Robert N. Meltzer, a Framingham lawyer who specializes in constitutional law, said that when the Wellesley School District took the students to a Roxbury mosque last May, the trip violated the students’ First Amendment rights because they were too young to consent to the religious message. Even if some of the students had not bowed their heads during the prayer service, Meltzer said, the trip would still have been inappropriate.
“We view this as a very simple constitutional law case,’’ said Meltzer, adding that he will file a federal class-action lawsuit against the school district if the disagreement cannot be resolved. “We believe that a school cannot bring middle-school children to any house of worship. Period.’’
Meanwhile, the group that sparked the controversy by publicizing video footage of the trip to the Islamic Society of Boston Community Center said the chaperone shot the video at their request.
The Wellesley mother, who had spoken with members of the group before the field trip, has remained anonymous.
“When she contacted us, we asked her to video the trip,’’ said Dennis Hale, a member of the board of directors of Americans for Peace & Tolerance.
The group posted the video online, arguing that the school should not have taken the students to the mosque.
The group was a vocal critic of the mosque, the largest in New England, when it opened in 2009.
But Meltzer disputed the notion that his client had recorded the mosque visit at the behest of Americans for Peace & Tolerance.
Mosque officials could not be reached for comment yesterday.
Bella T. Wong, Wellesley’s school district superintendent, apologized last week for the participation of students in the prayer service, adding that teachers would be given clearer guidance in the future about acceptable behavior on field trips.
Yesterday, however, she said she still believes that taking field trips to supplement classroom learning is a valuable educational experience. In past years, sixth-graders in the world religions class visited another mosque in Wayland. But this year, the department decided to take students to the new mosque in Roxbury.

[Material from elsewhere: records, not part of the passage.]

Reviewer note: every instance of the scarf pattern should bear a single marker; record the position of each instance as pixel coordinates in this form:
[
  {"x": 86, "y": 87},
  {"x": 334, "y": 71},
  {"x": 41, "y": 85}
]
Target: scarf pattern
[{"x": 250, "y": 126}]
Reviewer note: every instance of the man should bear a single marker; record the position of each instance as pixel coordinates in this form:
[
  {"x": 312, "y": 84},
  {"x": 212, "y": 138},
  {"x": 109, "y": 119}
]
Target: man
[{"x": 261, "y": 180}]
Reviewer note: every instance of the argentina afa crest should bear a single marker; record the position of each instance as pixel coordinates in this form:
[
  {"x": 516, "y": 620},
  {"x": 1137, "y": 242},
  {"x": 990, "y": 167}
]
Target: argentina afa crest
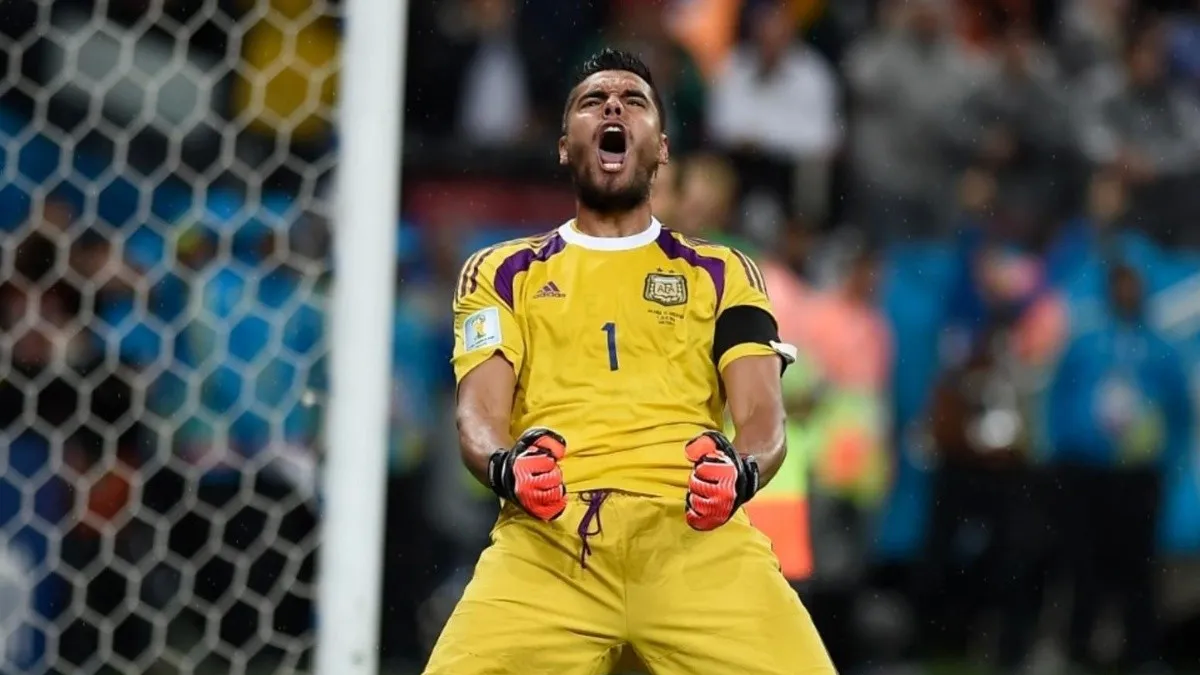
[{"x": 667, "y": 290}]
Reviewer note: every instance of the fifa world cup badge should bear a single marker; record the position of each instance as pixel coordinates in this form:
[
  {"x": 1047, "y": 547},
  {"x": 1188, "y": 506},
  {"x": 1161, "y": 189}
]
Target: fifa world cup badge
[{"x": 481, "y": 329}]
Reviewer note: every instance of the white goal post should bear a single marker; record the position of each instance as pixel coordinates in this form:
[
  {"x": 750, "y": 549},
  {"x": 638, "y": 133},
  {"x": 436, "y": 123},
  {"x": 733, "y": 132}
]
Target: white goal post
[
  {"x": 193, "y": 393},
  {"x": 364, "y": 293}
]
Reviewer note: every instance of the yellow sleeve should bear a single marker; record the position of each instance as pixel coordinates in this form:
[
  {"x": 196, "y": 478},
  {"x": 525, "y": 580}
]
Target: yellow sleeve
[
  {"x": 484, "y": 318},
  {"x": 745, "y": 287}
]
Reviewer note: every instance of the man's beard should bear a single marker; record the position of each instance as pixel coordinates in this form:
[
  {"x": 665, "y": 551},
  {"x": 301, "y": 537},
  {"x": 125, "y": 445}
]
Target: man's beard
[{"x": 603, "y": 199}]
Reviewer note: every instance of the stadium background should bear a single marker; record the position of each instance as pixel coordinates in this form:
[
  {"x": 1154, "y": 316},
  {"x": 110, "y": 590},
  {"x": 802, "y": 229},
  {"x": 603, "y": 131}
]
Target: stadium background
[{"x": 165, "y": 210}]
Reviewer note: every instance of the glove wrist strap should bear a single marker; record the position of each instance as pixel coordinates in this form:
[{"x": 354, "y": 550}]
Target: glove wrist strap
[
  {"x": 496, "y": 471},
  {"x": 750, "y": 467}
]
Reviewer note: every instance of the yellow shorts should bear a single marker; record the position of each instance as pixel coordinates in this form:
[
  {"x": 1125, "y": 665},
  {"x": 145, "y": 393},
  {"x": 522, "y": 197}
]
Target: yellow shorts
[{"x": 643, "y": 586}]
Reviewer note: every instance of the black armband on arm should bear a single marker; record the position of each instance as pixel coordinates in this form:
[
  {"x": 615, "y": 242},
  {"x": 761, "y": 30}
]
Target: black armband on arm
[{"x": 745, "y": 323}]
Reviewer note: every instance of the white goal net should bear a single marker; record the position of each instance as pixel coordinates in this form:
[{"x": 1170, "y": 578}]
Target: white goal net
[{"x": 163, "y": 251}]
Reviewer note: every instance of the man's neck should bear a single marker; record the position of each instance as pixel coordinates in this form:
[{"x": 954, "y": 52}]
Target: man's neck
[{"x": 624, "y": 223}]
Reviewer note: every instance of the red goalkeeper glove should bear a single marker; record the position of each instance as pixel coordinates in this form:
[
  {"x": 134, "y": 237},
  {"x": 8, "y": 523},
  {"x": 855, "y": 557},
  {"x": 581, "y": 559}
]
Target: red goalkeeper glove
[
  {"x": 528, "y": 473},
  {"x": 721, "y": 481}
]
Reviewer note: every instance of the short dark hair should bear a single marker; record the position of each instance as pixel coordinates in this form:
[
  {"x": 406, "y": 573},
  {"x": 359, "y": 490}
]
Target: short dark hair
[{"x": 610, "y": 59}]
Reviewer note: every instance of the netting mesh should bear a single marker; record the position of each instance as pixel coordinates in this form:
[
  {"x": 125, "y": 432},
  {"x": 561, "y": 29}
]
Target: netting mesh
[{"x": 162, "y": 276}]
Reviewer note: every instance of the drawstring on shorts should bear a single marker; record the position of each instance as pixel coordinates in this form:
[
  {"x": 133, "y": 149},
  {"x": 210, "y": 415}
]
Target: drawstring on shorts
[{"x": 594, "y": 499}]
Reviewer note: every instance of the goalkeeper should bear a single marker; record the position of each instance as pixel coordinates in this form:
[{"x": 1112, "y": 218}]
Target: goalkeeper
[{"x": 594, "y": 365}]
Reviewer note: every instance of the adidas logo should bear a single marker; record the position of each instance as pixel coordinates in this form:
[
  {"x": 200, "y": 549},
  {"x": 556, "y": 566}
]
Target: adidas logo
[{"x": 550, "y": 291}]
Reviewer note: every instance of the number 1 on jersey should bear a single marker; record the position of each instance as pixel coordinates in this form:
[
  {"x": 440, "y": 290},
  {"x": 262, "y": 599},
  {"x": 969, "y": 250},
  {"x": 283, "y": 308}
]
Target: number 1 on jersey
[{"x": 611, "y": 332}]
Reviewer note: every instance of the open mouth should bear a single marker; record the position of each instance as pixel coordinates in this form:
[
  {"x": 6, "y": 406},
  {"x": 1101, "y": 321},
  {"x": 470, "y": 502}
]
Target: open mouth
[{"x": 612, "y": 148}]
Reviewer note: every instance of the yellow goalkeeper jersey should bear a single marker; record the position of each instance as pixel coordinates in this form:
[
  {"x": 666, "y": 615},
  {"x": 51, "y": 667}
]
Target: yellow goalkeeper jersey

“Part of it is that we are in a suburb and it was an attractive option to go into the city,’’ she said. “It was sort of another added benefit to expose students to diversity.’’
Parents had to sign consent forms allowing their children to visit the mosque; the parents of one student declined to give permission, she said.
Wong said no decisions had been made yet about field trips for the religion class next year.
She said she had not spoken to Meltzer, but doesn’t share his belief that any field trip to a house of worship is unconstitutional.
Meltzer said he is drafting a letter to Wellesley’s town counsel, laying out remedies for the practice he believes is unconstitutional.
He did not elaborate, but said he will send the letter within two weeks.
Albert Robinson, Wellesley’s town counsel, said he spoke to Meltzer briefly about the issue. Robinson said he didn’t know of any legal precedents that would ban schools from taking students to a place of worship, and although allowing some to participate in prayer was wrong, he didn’t think the school district had erred in scheduling the trip to the mosque.